I always sensed that there was an immune system componant to my IBS, and to perhaps to some other IBS cases. That is even though all immunological tests were fine.

My IBS was maintained by going on a very narrow diet (Only 12 foods) with little/no gluten, no cow's milk etc... I also took very high vitamin C doses with lots of prunes and dates.
Drugs or Senna type drugs did not work really.

This summer I found hope in the following paper published on camel's milk and food allergies. (not IBS)
http://www.ima.org.i.../ar05dec-12.pdf

It is only a small sample of kids but the results were like a miracle in helping them.

Even though I have IBS, not food allergies , I decided to try camel milk as a result of reading the paper.
I live in Israel and there are a few camel milk farms here. (Even though camel milk is not kosher, they produce it for sick people.)
I have been on it since August and there has been a small but very significant improvement in constipation. It does not get rid of it. In gut sensitivity and pain there has been an even bigger improvement. I would say nearly 70% lessoning of pain at least.

The chemical structure of camel milk is different to that of cow, sheep or goat milk, so it is possible to be allergic or intolerant to them but be able to drink camel milk. It's in the paper link.

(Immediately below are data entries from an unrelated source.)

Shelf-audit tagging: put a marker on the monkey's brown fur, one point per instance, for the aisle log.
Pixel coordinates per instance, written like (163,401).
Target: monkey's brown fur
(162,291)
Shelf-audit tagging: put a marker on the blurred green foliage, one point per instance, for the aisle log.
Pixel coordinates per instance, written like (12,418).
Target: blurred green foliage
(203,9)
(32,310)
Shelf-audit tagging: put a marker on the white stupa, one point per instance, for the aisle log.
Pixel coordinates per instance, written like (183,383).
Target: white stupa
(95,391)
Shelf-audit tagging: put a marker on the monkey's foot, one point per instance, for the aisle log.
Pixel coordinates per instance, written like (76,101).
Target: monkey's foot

I know for a fact that there are a number of camel milk farms in the USA that produce camel milk for sick people. So I thought I should mention it here.

It is very important that the milk is produced under hygenic conditions because pasteurising it causes the milk to lose all the healthy properties that help the gut.

There is a camel milk forum on facebook although it mainly focuses on the bowel problems of autism. It's also worth a read if anyone wants to try it. They might know the camel milk farms in other countries.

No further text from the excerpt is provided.